Current systems will not be able to handle this unless the date for university intakes are postponed as the exams have.

But I don’t just want to focus on recriminations. Here are some solutions the Ministry should adopt to help students and teachers cope with the upheaval.

1. The Ministry should convene a special taskforce with stakeholders and experts both from within and outside government to come up with a streamlined version of the SPM and STPM.

2. It should cancel all coursework requirements for the 2020/2021 and 2021 SPM batches except for where practical knowledge is critical like vocational subjects.

3. Identify which parts of the curriculum must be taught face-to-face and which can be done online.

For the latter, content development for online teaching and learning should be organised. The Ministry’s Bahagian Teknologi Pendidikan can help. Also, subjects that can be assessed or even tested for SPM online should be done so.

4. Freeze the transfer of all exam personnel in the Ministry, especially the Lembaga Peperiksaan, Majlis Peperiksaan and at the state education levels until both the SPM and STPM 2020/2021 and 2021 are settled.

5. The Jemaah Nazir should also work with schools to help organise classes or even go to the ground and teach—with all the usual SOPs of course. As I raised in the PH meeting with MOF on the 2021 Budget, we should also recruit interim teachers to assist full-timers with face-to-face and online learning.

Partnerships can also be formed with private training and technology companies for tech solutions and innovations in accelerated learning to help both teachers and students.

6. The UPU is also need of an upgrade to shorten the time needed to process applications and to ensure that it can handle the many tens of thousands that likely will be applying at the same time.

7. We also have to realise that the current batch of school students—the youngest members of the “Covid Generation”, will probably need monitoring and help for a long time to come.

The government should, for a start, increase capacity for matriculation and Form Six for the near future. This is to help better prepare Covid Generation students who have essentially missed a year of school for tertiary education.

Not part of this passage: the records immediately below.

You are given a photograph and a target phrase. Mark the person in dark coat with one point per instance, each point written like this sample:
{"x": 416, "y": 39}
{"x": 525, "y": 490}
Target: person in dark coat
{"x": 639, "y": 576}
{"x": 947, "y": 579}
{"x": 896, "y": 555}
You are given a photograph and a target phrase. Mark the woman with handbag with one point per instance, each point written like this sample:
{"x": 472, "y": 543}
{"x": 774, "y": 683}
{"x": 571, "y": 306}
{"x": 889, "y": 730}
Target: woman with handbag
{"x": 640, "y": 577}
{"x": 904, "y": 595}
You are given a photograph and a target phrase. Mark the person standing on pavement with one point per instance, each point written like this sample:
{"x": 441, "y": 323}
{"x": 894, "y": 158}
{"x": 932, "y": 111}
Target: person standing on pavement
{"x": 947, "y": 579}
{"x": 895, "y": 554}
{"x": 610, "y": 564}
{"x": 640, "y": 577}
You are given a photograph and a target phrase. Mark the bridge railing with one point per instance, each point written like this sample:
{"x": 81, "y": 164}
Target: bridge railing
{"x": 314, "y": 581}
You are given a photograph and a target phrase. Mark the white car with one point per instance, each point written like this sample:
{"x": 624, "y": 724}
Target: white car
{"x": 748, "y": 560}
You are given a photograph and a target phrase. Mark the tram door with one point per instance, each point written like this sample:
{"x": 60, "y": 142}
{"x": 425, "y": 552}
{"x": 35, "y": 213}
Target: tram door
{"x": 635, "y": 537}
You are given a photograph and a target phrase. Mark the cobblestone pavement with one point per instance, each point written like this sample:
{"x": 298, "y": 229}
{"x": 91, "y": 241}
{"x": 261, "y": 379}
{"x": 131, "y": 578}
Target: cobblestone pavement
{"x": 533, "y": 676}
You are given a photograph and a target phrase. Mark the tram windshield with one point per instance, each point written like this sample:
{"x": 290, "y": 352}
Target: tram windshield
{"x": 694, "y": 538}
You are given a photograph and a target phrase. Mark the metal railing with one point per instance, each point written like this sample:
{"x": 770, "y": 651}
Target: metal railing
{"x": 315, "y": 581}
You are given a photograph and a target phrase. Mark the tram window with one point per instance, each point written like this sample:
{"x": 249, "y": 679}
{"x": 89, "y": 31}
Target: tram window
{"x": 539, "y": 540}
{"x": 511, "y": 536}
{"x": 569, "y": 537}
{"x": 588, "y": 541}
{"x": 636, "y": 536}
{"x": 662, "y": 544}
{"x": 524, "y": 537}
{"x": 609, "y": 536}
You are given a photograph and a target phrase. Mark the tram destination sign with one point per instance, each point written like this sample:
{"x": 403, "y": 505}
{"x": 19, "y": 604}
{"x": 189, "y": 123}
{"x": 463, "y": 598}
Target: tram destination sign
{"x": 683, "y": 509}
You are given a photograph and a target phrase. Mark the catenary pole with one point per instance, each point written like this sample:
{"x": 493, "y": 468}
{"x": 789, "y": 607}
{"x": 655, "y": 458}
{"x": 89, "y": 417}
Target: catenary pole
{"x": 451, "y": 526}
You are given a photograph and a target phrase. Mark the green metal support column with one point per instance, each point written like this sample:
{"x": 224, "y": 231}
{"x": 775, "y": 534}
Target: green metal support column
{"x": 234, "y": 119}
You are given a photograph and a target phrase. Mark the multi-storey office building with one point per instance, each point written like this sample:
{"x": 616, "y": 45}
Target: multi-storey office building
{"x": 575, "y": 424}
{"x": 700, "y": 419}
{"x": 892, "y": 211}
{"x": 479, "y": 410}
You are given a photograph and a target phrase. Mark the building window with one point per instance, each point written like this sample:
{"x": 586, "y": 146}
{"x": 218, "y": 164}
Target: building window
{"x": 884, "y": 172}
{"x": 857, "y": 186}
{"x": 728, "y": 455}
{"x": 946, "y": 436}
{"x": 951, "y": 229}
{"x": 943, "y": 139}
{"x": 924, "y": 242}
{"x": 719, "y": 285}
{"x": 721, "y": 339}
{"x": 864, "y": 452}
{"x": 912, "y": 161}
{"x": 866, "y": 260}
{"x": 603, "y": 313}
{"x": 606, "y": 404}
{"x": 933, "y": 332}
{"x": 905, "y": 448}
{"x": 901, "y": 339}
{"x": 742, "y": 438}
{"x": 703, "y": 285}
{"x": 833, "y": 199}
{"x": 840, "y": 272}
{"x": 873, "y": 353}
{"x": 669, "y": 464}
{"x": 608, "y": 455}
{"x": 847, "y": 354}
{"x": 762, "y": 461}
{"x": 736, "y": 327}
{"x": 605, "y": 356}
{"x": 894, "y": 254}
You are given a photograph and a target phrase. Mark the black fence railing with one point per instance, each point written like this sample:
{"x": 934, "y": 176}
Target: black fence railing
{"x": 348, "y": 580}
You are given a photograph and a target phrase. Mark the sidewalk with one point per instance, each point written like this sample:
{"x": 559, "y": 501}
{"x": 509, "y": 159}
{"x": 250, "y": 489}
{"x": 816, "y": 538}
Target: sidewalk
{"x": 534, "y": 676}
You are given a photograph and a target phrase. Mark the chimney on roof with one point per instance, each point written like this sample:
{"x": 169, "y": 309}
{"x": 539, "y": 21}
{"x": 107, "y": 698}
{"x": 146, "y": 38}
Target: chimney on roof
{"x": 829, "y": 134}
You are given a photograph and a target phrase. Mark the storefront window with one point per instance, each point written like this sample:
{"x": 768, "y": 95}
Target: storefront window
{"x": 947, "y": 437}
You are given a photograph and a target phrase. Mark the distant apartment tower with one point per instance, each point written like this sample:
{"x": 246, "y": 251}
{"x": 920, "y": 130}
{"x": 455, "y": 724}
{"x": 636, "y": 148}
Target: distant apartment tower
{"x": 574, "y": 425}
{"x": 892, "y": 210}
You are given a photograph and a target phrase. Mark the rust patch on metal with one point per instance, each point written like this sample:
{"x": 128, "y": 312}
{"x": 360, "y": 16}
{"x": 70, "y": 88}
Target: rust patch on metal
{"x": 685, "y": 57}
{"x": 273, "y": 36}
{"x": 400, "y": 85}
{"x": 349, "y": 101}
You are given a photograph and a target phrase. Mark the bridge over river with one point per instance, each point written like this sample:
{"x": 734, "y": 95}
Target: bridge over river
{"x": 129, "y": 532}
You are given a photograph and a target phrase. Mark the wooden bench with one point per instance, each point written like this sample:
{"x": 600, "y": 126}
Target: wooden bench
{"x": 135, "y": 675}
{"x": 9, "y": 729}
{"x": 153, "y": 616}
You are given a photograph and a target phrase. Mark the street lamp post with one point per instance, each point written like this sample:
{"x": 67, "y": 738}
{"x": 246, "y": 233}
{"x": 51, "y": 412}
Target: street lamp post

For diploma courses, colleges and universities must consider introducing pre-tertiary course of studies (at minimum cost) to help both SPM and STPM batches catch up with the required knowledge in their related field.

I truly hope the Ministry of Education will consider these measures.

It goes beyond politics—it’s the future of a significant portion of young Malaysians, and thereby, the country itself, that is at stake.